A wide range of types and intensity of emotional reactions to a diagnosis of dementia have been reported [29
]. Professionals need be prepared to manage a range of emotional responses and provide space for these to be expressed [29
]. Since some of the distress caused by a diagnosis of dementia relates to the negative attitudes and preconceptions about the illness, it is also important to explore these and to provide a more balanced view [45
]. Many of the behaviours we identified relating to quality of life and well-being are consistent with findings of recent studies. For example, studies have emphasised the need to provide information that instils positive attitudes and hope [35
], emphasises the remaining capacities [32
] and balances hope and realism [29
]. Following disclosure there may be few opportunities for people with dementia and their carers to make sense of their diagnosis [31
]. Post-diagnostic counselling or follow-up meetings have been suggested [30
]. Rather than being of a prescribed format and duration [36
], a more flexible approach to follow-up is required to meet the widely varying needs and preferences of people with dementia and their families.

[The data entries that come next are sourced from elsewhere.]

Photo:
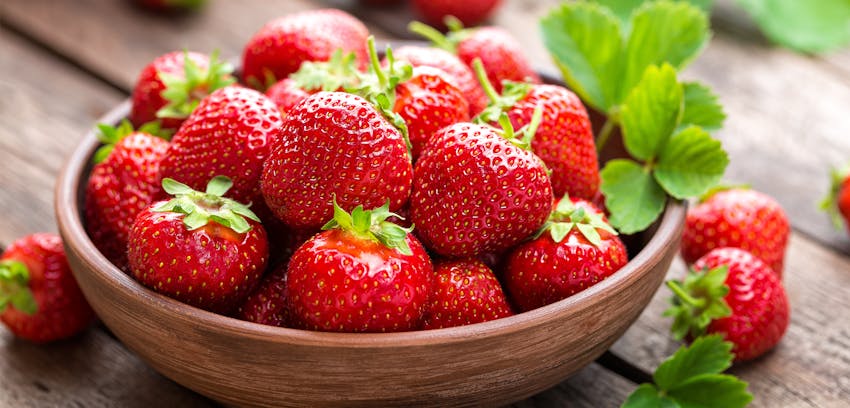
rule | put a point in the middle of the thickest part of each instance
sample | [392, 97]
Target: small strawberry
[363, 274]
[739, 218]
[733, 293]
[837, 202]
[39, 298]
[169, 88]
[282, 45]
[465, 292]
[229, 134]
[475, 191]
[199, 248]
[501, 54]
[334, 144]
[574, 250]
[124, 182]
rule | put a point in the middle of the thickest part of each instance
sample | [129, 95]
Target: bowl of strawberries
[335, 228]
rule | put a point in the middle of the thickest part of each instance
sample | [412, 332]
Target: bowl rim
[69, 219]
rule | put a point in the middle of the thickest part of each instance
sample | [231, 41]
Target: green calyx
[14, 287]
[698, 300]
[184, 93]
[202, 208]
[339, 72]
[567, 216]
[372, 225]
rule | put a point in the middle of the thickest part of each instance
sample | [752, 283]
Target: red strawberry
[462, 75]
[229, 134]
[575, 250]
[123, 183]
[469, 12]
[363, 274]
[39, 298]
[199, 248]
[465, 292]
[733, 293]
[169, 88]
[334, 144]
[739, 218]
[474, 192]
[499, 52]
[280, 47]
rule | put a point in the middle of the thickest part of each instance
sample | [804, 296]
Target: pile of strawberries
[440, 186]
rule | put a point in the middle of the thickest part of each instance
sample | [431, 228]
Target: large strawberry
[363, 274]
[229, 134]
[199, 248]
[574, 250]
[335, 144]
[282, 45]
[39, 298]
[124, 182]
[739, 218]
[475, 191]
[170, 87]
[465, 292]
[733, 293]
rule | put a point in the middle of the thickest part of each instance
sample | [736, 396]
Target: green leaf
[690, 163]
[651, 112]
[809, 26]
[701, 107]
[663, 32]
[586, 43]
[632, 196]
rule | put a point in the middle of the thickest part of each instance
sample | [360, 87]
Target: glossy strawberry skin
[474, 192]
[62, 310]
[500, 54]
[465, 292]
[118, 189]
[740, 218]
[340, 283]
[147, 98]
[564, 139]
[760, 310]
[428, 102]
[212, 268]
[228, 134]
[462, 75]
[283, 44]
[335, 144]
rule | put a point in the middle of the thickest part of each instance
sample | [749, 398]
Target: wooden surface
[62, 64]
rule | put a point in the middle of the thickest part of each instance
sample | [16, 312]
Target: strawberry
[462, 75]
[124, 182]
[169, 88]
[573, 251]
[39, 298]
[733, 293]
[739, 218]
[474, 191]
[362, 274]
[229, 134]
[334, 144]
[837, 202]
[282, 45]
[465, 292]
[199, 248]
[499, 52]
[469, 12]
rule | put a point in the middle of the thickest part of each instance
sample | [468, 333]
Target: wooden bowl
[248, 364]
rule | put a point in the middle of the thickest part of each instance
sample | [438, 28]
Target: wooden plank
[810, 366]
[45, 109]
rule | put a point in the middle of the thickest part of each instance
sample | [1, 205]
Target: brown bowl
[248, 364]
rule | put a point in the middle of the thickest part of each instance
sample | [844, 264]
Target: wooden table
[64, 63]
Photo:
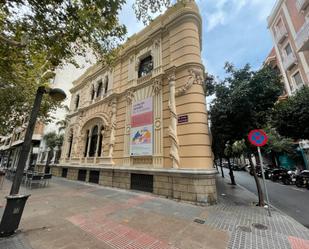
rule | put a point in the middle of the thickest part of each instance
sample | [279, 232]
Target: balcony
[280, 34]
[302, 38]
[301, 5]
[289, 61]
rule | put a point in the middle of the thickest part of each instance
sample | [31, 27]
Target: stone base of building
[195, 186]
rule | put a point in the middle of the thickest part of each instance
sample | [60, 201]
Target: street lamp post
[15, 203]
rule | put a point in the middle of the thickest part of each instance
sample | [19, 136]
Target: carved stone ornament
[195, 77]
[174, 154]
[156, 43]
[157, 86]
[130, 96]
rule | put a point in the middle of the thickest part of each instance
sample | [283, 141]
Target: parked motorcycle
[289, 178]
[302, 180]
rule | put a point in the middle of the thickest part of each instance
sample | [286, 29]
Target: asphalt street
[287, 198]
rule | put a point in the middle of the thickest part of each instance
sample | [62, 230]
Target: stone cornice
[161, 24]
[274, 12]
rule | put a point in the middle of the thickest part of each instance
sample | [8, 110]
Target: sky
[233, 30]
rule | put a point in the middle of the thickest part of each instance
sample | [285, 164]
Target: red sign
[258, 138]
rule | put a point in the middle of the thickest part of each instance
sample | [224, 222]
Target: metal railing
[280, 34]
[289, 61]
[302, 37]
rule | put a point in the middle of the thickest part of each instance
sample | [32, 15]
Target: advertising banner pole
[264, 182]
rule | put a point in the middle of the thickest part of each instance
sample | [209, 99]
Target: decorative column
[173, 126]
[113, 112]
[158, 121]
[127, 132]
[98, 143]
[54, 155]
[88, 147]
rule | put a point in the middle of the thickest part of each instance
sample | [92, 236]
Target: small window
[145, 66]
[288, 49]
[76, 101]
[99, 90]
[297, 79]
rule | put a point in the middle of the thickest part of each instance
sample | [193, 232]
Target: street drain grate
[259, 226]
[199, 221]
[244, 229]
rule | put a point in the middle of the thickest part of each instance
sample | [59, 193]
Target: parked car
[302, 180]
[279, 174]
[290, 178]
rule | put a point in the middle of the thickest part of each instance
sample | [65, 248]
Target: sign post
[259, 139]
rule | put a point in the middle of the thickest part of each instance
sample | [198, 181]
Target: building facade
[289, 27]
[142, 124]
[10, 146]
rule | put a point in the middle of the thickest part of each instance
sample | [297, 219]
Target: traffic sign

A range of issues relating to communication were identified which have previously been highlighted in the literature, including pacing [32
]; use of non-verbal forms of communication such as diagrams or flow charts [29
]; and the need to summarise information to aid recall [29
There are limitations in our study. Firstly, because of difficulties with recruitment, we were only able to conduct four interviews with people with dementia and six interviews with carers. However, despite the small sample, we identified 112 behaviours from the interview data and were able to engage in discussions in some depth. Secondly, we were somewhat surprised, considering the range of health and social care professionals who participated, that a greater number of behaviours were not identified by the consensus panel. In retrospect we feel that the structured approach used may have restricted the responses of the panel members and resulted in a focus on what they perceived as the most important disclosure behaviours rather than the full range of behaviours. Although a more open-ended approach may not have resulted in the identification of additional behaviours, the congruence between behaviours identified by the panel and other sources might have been increased.
Although we identified 220 component behaviours of disclosure, there are little empirical data available concerning either the extent to which these behaviours are performed in routine practice or their influence on the experience of receiving bad news. We believe further research is needed to fully evaluate approaches to disclosing a diagnosis not only in relation to dementia but in other life threatening or life changing clinical conditions.